Perusing statistics on the city’s biggest commercial property deals is like going to the Empire State Building’s observation deck with tourist friends from out of town: You know it’s supposed to mean something, but New York can be so much cooler.
The statistics underline just how far New York’s property sales market has fallen, and not just since Lehman Brothers’ September 2008 collapse. The biggest deal in the first quarter of 2009 was CB Richard Ellis Investors’ $355 million buy of 1540 Broadway’s office condos. The biggest of the same quarter last year was Altria’s sale of its 120 Park headquarters to Eyal Ofer’s Global Holdings for $525 million.
Neither are anything close to the gargantuan billion-dollar deals of the boom. When will those return, if ever?
“There’s so much capital on the sidelines!” That’s the de facto mantra now among the city’s commercial sales brokers, with the idea being that more deals like 1540 Broadway will encourage further capital investment.

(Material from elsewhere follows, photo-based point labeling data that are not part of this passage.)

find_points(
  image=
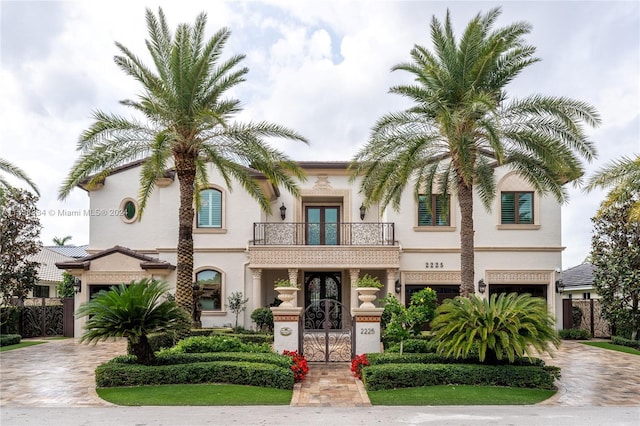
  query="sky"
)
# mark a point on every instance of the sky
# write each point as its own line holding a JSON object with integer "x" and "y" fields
{"x": 320, "y": 67}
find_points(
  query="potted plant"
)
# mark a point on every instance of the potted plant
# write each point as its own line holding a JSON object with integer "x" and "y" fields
{"x": 367, "y": 287}
{"x": 286, "y": 292}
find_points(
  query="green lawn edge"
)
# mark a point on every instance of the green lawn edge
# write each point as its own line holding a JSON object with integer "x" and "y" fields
{"x": 196, "y": 395}
{"x": 612, "y": 347}
{"x": 460, "y": 395}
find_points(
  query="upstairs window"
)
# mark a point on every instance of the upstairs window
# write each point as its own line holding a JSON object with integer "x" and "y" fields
{"x": 209, "y": 284}
{"x": 516, "y": 207}
{"x": 210, "y": 209}
{"x": 433, "y": 211}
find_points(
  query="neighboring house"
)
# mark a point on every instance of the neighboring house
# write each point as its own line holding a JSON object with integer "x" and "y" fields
{"x": 578, "y": 282}
{"x": 324, "y": 240}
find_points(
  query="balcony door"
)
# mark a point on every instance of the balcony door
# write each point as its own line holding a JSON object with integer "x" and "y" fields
{"x": 322, "y": 224}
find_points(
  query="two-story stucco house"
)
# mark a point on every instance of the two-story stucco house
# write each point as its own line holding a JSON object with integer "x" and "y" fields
{"x": 324, "y": 240}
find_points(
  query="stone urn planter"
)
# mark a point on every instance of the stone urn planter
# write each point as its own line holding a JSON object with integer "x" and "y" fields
{"x": 287, "y": 295}
{"x": 367, "y": 295}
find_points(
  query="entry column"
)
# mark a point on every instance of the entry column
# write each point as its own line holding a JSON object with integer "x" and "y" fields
{"x": 286, "y": 328}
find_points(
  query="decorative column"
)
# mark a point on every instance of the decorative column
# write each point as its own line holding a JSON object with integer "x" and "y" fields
{"x": 391, "y": 283}
{"x": 367, "y": 329}
{"x": 354, "y": 274}
{"x": 293, "y": 277}
{"x": 286, "y": 329}
{"x": 256, "y": 275}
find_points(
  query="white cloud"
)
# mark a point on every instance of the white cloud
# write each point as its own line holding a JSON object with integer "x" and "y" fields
{"x": 322, "y": 68}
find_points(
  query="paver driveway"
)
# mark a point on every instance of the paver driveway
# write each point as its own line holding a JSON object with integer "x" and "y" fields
{"x": 60, "y": 374}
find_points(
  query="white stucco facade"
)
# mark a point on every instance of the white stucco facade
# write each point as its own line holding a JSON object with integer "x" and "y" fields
{"x": 251, "y": 249}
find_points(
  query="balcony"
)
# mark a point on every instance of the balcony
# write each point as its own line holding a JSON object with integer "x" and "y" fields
{"x": 323, "y": 234}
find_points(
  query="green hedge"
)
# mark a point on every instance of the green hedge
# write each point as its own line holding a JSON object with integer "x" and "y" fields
{"x": 414, "y": 346}
{"x": 166, "y": 358}
{"x": 114, "y": 374}
{"x": 392, "y": 376}
{"x": 10, "y": 339}
{"x": 574, "y": 334}
{"x": 431, "y": 358}
{"x": 9, "y": 320}
{"x": 617, "y": 340}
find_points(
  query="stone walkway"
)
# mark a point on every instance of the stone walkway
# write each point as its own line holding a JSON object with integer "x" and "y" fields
{"x": 60, "y": 373}
{"x": 330, "y": 385}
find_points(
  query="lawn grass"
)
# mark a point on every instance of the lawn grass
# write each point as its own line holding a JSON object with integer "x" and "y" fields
{"x": 611, "y": 346}
{"x": 20, "y": 345}
{"x": 459, "y": 395}
{"x": 200, "y": 394}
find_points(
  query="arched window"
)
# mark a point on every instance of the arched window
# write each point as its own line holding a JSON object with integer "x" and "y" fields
{"x": 210, "y": 209}
{"x": 210, "y": 284}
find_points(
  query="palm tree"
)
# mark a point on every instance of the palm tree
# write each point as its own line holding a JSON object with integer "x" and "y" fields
{"x": 188, "y": 125}
{"x": 7, "y": 167}
{"x": 506, "y": 325}
{"x": 461, "y": 127}
{"x": 623, "y": 177}
{"x": 132, "y": 311}
{"x": 60, "y": 241}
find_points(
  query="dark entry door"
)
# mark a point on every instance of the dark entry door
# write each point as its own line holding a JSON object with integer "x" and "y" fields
{"x": 320, "y": 286}
{"x": 322, "y": 225}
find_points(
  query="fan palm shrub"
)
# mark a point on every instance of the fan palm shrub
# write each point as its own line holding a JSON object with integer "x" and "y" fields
{"x": 503, "y": 326}
{"x": 134, "y": 311}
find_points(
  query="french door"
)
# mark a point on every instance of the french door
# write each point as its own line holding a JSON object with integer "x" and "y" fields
{"x": 322, "y": 225}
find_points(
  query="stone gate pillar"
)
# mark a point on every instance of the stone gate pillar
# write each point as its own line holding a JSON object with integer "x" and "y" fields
{"x": 367, "y": 329}
{"x": 286, "y": 330}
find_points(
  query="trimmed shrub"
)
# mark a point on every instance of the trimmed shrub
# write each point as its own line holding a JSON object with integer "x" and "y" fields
{"x": 622, "y": 341}
{"x": 415, "y": 346}
{"x": 392, "y": 376}
{"x": 432, "y": 358}
{"x": 218, "y": 343}
{"x": 574, "y": 334}
{"x": 9, "y": 320}
{"x": 168, "y": 358}
{"x": 10, "y": 339}
{"x": 114, "y": 374}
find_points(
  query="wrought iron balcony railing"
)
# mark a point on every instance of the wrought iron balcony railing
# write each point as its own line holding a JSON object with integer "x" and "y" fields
{"x": 343, "y": 234}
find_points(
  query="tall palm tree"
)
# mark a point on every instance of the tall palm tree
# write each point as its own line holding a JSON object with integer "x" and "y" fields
{"x": 461, "y": 126}
{"x": 623, "y": 177}
{"x": 134, "y": 311}
{"x": 7, "y": 167}
{"x": 188, "y": 124}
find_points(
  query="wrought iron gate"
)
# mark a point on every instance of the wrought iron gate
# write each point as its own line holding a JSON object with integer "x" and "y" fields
{"x": 326, "y": 332}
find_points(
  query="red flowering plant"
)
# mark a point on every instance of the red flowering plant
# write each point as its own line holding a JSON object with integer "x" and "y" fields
{"x": 299, "y": 367}
{"x": 357, "y": 364}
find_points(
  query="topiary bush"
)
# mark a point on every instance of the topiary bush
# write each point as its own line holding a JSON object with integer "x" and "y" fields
{"x": 574, "y": 334}
{"x": 392, "y": 376}
{"x": 113, "y": 374}
{"x": 10, "y": 339}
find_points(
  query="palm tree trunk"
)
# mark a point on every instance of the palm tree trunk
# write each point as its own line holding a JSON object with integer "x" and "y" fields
{"x": 186, "y": 171}
{"x": 467, "y": 255}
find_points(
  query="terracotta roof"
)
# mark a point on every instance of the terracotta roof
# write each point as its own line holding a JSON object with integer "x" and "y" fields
{"x": 578, "y": 276}
{"x": 147, "y": 262}
{"x": 70, "y": 251}
{"x": 48, "y": 259}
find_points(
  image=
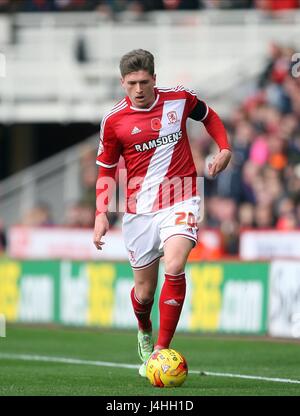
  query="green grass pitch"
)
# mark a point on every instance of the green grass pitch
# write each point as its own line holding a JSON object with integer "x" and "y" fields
{"x": 26, "y": 368}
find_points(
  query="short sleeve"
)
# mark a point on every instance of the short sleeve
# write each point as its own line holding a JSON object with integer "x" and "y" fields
{"x": 191, "y": 100}
{"x": 109, "y": 149}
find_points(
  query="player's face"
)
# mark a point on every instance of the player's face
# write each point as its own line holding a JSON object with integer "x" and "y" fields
{"x": 139, "y": 87}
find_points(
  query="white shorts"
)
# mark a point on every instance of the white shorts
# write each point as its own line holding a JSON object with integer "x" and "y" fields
{"x": 146, "y": 234}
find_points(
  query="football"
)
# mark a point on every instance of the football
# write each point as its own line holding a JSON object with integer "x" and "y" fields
{"x": 166, "y": 368}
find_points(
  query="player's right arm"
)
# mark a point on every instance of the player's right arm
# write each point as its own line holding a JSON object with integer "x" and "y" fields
{"x": 108, "y": 156}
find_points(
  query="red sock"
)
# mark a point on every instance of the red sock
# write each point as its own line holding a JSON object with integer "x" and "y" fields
{"x": 170, "y": 306}
{"x": 142, "y": 311}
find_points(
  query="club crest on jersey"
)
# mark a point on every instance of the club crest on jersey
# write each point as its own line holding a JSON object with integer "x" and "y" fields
{"x": 172, "y": 116}
{"x": 156, "y": 124}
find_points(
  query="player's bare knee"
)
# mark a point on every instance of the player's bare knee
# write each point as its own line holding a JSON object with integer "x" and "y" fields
{"x": 144, "y": 296}
{"x": 174, "y": 266}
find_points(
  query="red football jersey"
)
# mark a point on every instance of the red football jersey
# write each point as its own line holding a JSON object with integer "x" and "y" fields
{"x": 155, "y": 147}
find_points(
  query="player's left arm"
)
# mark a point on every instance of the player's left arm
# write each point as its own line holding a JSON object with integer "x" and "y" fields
{"x": 215, "y": 128}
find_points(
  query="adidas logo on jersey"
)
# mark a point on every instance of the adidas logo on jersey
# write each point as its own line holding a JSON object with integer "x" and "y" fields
{"x": 172, "y": 302}
{"x": 135, "y": 130}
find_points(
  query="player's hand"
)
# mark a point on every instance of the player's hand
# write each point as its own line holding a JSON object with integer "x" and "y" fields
{"x": 219, "y": 162}
{"x": 101, "y": 227}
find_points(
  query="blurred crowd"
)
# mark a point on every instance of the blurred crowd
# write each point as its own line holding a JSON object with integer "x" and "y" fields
{"x": 112, "y": 7}
{"x": 260, "y": 188}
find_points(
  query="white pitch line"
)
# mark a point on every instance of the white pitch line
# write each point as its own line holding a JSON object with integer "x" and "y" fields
{"x": 64, "y": 360}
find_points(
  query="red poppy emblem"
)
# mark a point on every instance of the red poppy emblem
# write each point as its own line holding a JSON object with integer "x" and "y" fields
{"x": 156, "y": 124}
{"x": 172, "y": 116}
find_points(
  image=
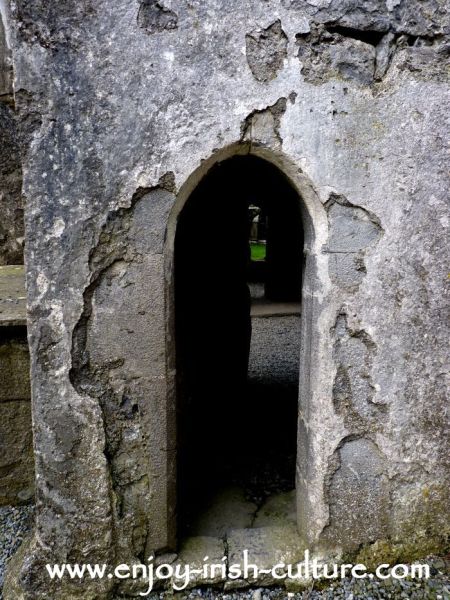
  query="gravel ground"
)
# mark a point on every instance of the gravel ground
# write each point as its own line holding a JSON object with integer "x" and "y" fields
{"x": 15, "y": 523}
{"x": 275, "y": 349}
{"x": 437, "y": 587}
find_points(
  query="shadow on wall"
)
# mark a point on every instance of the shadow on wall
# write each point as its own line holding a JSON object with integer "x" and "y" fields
{"x": 232, "y": 430}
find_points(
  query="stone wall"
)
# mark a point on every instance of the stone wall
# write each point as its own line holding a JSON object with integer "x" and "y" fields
{"x": 11, "y": 210}
{"x": 132, "y": 103}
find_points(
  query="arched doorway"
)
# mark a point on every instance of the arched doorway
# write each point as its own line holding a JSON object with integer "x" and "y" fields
{"x": 238, "y": 272}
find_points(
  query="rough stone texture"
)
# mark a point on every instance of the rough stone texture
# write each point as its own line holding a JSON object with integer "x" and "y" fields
{"x": 108, "y": 109}
{"x": 16, "y": 452}
{"x": 11, "y": 209}
{"x": 358, "y": 493}
{"x": 266, "y": 50}
{"x": 13, "y": 305}
{"x": 11, "y": 223}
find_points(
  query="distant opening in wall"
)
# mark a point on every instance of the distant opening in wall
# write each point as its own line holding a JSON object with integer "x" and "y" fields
{"x": 239, "y": 243}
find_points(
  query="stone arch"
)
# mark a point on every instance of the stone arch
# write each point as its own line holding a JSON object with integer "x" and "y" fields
{"x": 315, "y": 229}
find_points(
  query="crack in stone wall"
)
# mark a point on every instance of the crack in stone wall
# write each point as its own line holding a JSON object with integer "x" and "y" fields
{"x": 266, "y": 50}
{"x": 262, "y": 126}
{"x": 357, "y": 492}
{"x": 359, "y": 45}
{"x": 104, "y": 376}
{"x": 353, "y": 230}
{"x": 154, "y": 17}
{"x": 353, "y": 388}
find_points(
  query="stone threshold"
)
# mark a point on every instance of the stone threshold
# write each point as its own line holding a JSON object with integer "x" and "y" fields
{"x": 265, "y": 308}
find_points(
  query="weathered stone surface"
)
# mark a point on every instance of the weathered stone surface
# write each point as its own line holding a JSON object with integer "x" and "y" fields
{"x": 266, "y": 50}
{"x": 11, "y": 223}
{"x": 108, "y": 109}
{"x": 13, "y": 306}
{"x": 358, "y": 493}
{"x": 14, "y": 364}
{"x": 16, "y": 452}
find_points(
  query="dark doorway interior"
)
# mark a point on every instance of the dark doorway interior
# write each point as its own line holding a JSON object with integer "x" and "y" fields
{"x": 236, "y": 422}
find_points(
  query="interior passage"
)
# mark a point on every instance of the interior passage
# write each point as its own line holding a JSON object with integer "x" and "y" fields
{"x": 239, "y": 245}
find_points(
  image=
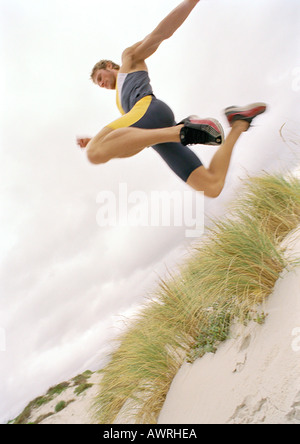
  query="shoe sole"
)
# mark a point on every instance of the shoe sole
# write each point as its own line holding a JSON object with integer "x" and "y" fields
{"x": 213, "y": 126}
{"x": 245, "y": 113}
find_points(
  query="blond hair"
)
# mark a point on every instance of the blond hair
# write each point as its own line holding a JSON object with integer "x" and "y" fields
{"x": 103, "y": 65}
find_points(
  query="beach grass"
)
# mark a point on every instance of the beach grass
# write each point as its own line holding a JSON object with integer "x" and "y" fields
{"x": 227, "y": 276}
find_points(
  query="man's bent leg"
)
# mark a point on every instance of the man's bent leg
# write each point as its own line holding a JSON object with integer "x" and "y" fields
{"x": 126, "y": 142}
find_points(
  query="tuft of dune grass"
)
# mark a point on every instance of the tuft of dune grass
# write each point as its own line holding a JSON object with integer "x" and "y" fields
{"x": 232, "y": 270}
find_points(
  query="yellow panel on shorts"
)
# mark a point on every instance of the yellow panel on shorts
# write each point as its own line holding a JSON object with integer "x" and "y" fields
{"x": 134, "y": 115}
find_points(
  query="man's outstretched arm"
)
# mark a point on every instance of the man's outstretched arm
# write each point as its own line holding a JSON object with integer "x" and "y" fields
{"x": 144, "y": 49}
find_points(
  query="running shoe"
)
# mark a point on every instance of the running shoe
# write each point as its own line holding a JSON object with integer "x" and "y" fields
{"x": 246, "y": 113}
{"x": 201, "y": 131}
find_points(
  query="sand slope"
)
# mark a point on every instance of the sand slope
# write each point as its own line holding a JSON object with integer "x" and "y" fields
{"x": 254, "y": 377}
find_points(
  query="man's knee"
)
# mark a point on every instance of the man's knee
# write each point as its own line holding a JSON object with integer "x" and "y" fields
{"x": 214, "y": 189}
{"x": 95, "y": 154}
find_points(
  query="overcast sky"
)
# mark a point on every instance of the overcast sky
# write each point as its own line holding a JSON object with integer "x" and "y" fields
{"x": 65, "y": 281}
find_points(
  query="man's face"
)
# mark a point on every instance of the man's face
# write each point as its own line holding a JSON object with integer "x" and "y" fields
{"x": 105, "y": 78}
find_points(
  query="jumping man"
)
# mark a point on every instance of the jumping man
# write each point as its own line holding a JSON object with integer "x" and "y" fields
{"x": 147, "y": 121}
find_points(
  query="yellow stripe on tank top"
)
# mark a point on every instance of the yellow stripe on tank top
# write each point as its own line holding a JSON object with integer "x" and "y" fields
{"x": 134, "y": 115}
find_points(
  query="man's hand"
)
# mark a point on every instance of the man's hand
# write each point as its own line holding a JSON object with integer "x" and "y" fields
{"x": 82, "y": 142}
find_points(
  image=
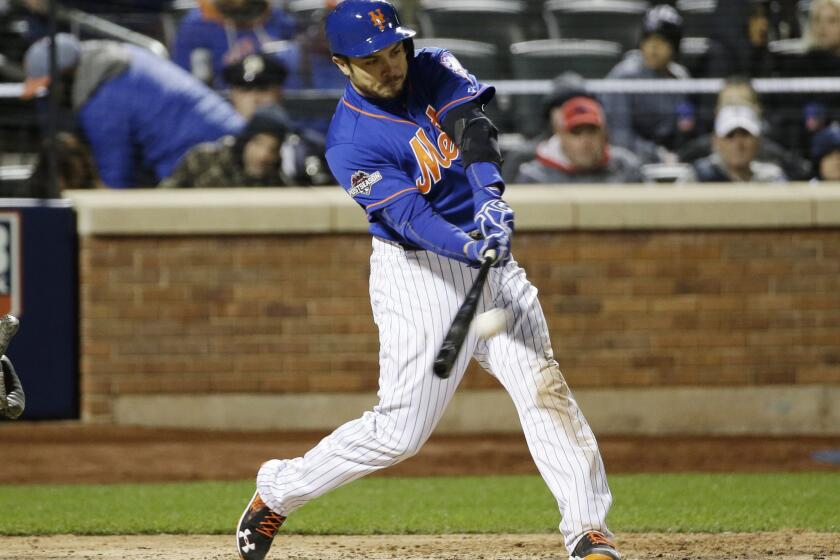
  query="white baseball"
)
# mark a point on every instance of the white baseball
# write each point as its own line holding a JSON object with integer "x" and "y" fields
{"x": 490, "y": 323}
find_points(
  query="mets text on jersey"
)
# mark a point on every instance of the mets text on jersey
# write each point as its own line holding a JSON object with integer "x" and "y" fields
{"x": 10, "y": 264}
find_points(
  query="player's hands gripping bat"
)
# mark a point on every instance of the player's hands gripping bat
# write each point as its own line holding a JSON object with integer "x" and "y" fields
{"x": 12, "y": 399}
{"x": 454, "y": 338}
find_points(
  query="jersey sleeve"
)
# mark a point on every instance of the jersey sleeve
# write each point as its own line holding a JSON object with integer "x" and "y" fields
{"x": 451, "y": 84}
{"x": 368, "y": 177}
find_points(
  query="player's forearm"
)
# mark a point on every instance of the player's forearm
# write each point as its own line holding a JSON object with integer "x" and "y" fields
{"x": 416, "y": 221}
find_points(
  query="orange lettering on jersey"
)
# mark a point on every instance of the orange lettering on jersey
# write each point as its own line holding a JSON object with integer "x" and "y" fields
{"x": 377, "y": 18}
{"x": 432, "y": 114}
{"x": 431, "y": 158}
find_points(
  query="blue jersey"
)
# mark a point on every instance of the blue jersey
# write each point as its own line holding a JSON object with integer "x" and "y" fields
{"x": 383, "y": 150}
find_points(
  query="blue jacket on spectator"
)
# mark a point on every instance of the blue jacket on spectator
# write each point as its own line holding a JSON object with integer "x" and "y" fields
{"x": 137, "y": 110}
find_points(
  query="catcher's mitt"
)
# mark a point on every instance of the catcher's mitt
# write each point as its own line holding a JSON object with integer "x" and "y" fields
{"x": 12, "y": 399}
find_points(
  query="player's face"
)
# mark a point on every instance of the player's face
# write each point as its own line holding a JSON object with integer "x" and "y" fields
{"x": 584, "y": 146}
{"x": 261, "y": 155}
{"x": 737, "y": 149}
{"x": 380, "y": 75}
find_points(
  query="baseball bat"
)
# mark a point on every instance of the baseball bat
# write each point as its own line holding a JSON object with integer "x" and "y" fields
{"x": 454, "y": 338}
{"x": 8, "y": 328}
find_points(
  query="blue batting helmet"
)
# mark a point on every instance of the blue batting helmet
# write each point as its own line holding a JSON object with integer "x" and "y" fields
{"x": 362, "y": 27}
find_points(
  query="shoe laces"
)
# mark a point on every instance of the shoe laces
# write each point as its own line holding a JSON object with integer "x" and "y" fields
{"x": 269, "y": 525}
{"x": 597, "y": 538}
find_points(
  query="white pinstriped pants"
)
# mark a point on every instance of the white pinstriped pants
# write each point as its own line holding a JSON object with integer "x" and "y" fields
{"x": 415, "y": 295}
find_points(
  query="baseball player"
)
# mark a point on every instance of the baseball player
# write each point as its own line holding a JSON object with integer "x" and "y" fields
{"x": 410, "y": 143}
{"x": 12, "y": 399}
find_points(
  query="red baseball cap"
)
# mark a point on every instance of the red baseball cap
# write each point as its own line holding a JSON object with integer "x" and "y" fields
{"x": 582, "y": 110}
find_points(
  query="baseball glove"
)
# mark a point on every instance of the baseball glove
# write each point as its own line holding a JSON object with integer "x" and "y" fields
{"x": 12, "y": 399}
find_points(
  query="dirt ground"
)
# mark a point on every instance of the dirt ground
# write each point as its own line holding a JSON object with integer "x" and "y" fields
{"x": 754, "y": 546}
{"x": 108, "y": 454}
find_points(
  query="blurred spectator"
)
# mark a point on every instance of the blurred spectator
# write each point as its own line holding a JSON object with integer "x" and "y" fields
{"x": 251, "y": 159}
{"x": 739, "y": 91}
{"x": 578, "y": 151}
{"x": 75, "y": 166}
{"x": 309, "y": 59}
{"x": 219, "y": 32}
{"x": 735, "y": 147}
{"x": 825, "y": 152}
{"x": 822, "y": 37}
{"x": 652, "y": 125}
{"x": 797, "y": 117}
{"x": 739, "y": 41}
{"x": 255, "y": 81}
{"x": 564, "y": 87}
{"x": 137, "y": 111}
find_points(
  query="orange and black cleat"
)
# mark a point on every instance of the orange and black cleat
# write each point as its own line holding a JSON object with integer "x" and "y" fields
{"x": 256, "y": 529}
{"x": 595, "y": 546}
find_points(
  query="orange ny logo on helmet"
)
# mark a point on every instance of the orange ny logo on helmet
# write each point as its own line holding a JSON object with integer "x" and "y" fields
{"x": 377, "y": 18}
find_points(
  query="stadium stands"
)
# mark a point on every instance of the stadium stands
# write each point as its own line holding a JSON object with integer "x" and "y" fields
{"x": 520, "y": 45}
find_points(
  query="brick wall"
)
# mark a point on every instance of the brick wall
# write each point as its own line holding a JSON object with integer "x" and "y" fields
{"x": 290, "y": 313}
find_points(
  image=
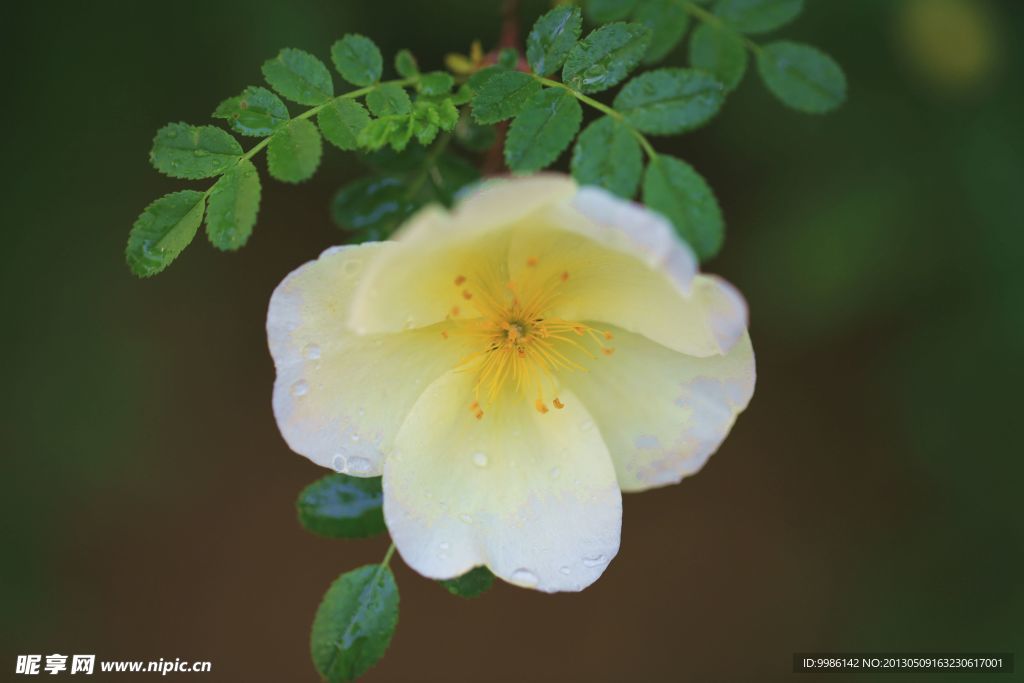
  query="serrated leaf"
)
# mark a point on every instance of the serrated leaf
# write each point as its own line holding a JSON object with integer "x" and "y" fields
{"x": 605, "y": 56}
{"x": 299, "y": 76}
{"x": 503, "y": 95}
{"x": 389, "y": 98}
{"x": 473, "y": 584}
{"x": 354, "y": 623}
{"x": 187, "y": 152}
{"x": 357, "y": 59}
{"x": 551, "y": 39}
{"x": 376, "y": 205}
{"x": 163, "y": 230}
{"x": 668, "y": 22}
{"x": 670, "y": 100}
{"x": 341, "y": 121}
{"x": 294, "y": 152}
{"x": 474, "y": 136}
{"x": 602, "y": 11}
{"x": 758, "y": 15}
{"x": 542, "y": 131}
{"x": 257, "y": 112}
{"x": 802, "y": 77}
{"x": 233, "y": 206}
{"x": 720, "y": 52}
{"x": 338, "y": 506}
{"x": 436, "y": 83}
{"x": 608, "y": 156}
{"x": 672, "y": 187}
{"x": 404, "y": 65}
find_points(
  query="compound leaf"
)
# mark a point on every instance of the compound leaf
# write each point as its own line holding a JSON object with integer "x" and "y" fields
{"x": 163, "y": 230}
{"x": 294, "y": 152}
{"x": 299, "y": 76}
{"x": 181, "y": 151}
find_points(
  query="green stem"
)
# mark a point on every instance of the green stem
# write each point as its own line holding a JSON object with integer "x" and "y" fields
{"x": 702, "y": 14}
{"x": 603, "y": 109}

But that deal’s now over two months in the market’s rearview mirror, and another one of similar scope has yet to appear. It’s fear; it’s here; get used to it.
After 1540 Broadway, the biggest commercial deal of ’09 so far was Sotheby’s auction house buying back from Aby Rosen’s RFR Holding its old headquarters at 501 East 71st Street for $135 million, plus assumption of the mortgage.
After that, the drop-off becomes steeper and more illustrative of New York in the Great Recession: the 122 East 58th Street sale for $28.5 million; 482 Seventh Avenue for $20.3 million; a vacant lot at 122 East 32nd Street for $15.8 million.
In the first quarter of 2008, the top 10 New York commercial property trades amounted to $1.639 billion. In the first quarter of 2009, the top 10 came to less than half that amount—a sizable chunk, by any individual market’s standards. But by New York’s? Not cool at all.